Та, которая раньше рождала забвенье,
возвращала на крыльях блокнота к утру…
И беззвучное корчится стихотворенье.
И шевелится роза у жабы во рту.
Завтра будет опять исступление в восемь,
Над скамьями закружится первый снежок.
И редеет листва… И не рай это вовсе…
И куда только смотрит поэтский божок…
Завтра будут молчать то Сергей, то Марина.
Их слова – это местных аллей перегной...
И в поэтском раю оголилась рябина,
а верёвки здесь нет как назло ни одной.
И по кругу вращается вечная осень.
И над аркой печально зарница горит –
то ли лампу не выключил спящий Иосиф,
то ли в летнем Эдеме проснулся Давид.
Или это в далёком, оставленном мире,
где струится сквозняк из подлунных мехов,
свет грошовой свечи, шелест сонной Псалтыри
понесли между кип запыленных стихов.
Видишь, снова зима приступила к большим городам,
собирая в узлы миллионы огней. «Не отдам», –
говоришь, убирая в карман часть билайновских сот.

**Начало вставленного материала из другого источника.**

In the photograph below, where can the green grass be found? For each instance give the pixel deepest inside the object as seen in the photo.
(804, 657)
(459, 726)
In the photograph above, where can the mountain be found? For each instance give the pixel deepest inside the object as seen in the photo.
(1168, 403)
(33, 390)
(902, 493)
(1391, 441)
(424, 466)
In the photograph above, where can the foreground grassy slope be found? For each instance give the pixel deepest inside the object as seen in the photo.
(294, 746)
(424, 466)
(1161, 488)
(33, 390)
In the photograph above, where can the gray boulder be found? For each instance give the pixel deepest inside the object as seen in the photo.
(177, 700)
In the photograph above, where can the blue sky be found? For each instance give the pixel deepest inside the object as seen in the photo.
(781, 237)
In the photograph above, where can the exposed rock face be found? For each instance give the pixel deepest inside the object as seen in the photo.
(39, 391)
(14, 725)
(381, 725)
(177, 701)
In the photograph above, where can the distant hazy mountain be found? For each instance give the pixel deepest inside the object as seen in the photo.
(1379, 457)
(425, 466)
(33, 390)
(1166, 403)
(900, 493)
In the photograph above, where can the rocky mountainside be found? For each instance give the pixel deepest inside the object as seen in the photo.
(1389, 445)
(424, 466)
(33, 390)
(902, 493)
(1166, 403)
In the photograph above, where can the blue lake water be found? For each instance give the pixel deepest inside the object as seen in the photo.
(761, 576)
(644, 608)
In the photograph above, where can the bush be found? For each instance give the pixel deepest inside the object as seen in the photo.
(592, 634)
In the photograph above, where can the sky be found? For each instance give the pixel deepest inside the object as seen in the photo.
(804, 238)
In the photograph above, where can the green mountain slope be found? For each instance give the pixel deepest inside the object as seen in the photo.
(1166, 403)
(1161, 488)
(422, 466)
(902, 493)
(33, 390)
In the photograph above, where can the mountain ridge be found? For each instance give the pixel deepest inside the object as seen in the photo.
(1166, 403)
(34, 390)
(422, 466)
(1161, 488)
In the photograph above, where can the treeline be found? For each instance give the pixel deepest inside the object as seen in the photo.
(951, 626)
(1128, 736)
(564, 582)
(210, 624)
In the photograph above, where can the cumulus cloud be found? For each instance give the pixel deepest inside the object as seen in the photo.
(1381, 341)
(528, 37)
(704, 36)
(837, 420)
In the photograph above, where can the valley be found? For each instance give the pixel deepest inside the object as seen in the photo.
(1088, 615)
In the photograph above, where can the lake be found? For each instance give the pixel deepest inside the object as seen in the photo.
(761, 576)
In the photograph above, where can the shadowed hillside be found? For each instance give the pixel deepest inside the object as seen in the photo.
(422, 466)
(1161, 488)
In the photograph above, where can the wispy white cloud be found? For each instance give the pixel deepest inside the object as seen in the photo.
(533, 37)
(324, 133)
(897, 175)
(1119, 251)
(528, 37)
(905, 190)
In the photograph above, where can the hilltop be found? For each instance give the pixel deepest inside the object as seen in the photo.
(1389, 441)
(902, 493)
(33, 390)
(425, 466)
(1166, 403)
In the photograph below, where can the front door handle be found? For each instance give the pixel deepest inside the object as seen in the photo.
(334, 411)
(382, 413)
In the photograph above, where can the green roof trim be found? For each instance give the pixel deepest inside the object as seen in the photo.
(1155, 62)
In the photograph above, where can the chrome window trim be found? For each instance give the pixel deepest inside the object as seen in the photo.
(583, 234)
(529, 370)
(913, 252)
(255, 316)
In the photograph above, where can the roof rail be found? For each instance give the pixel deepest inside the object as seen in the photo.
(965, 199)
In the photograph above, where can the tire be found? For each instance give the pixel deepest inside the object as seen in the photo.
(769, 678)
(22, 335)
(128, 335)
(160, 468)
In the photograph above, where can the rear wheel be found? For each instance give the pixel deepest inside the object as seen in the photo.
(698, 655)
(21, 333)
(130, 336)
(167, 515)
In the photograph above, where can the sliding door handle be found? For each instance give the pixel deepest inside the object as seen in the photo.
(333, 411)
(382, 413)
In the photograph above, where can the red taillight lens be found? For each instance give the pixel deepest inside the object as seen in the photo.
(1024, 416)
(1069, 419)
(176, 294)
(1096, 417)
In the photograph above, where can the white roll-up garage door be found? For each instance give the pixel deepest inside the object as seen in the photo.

Ты статист, а вокруг – чёрно-белой зимы эпизод.
Снег идёт, в декорациях падая. Давится флуд, –
люди видят паденье и этим паденьем живут,
сочиняя сюжеты – и линии их в аккурат,
как гирлянды, ведут под наполненный светом квадрат.
Так и ты, поскользнувшись, заходишь в знакомый подъезд
(на спине – два крыла из январских заснеженных пьес).
В прежней комнате – шнур… длинный шнур без нужды теребя –
серый кот на ковре, и ещё – половина тебя.
А когда вы уснёте, то в центре с высоток жилых
бросит «снято» Тарковский, который живее живых,
и дополнит тромбоном мистерию дальний вокзал,
от обилия камер похожий на Камерный зал.
Крупный снег будет падать в хрущёвский район, заодно
превращая квадраты погасших окон в домино.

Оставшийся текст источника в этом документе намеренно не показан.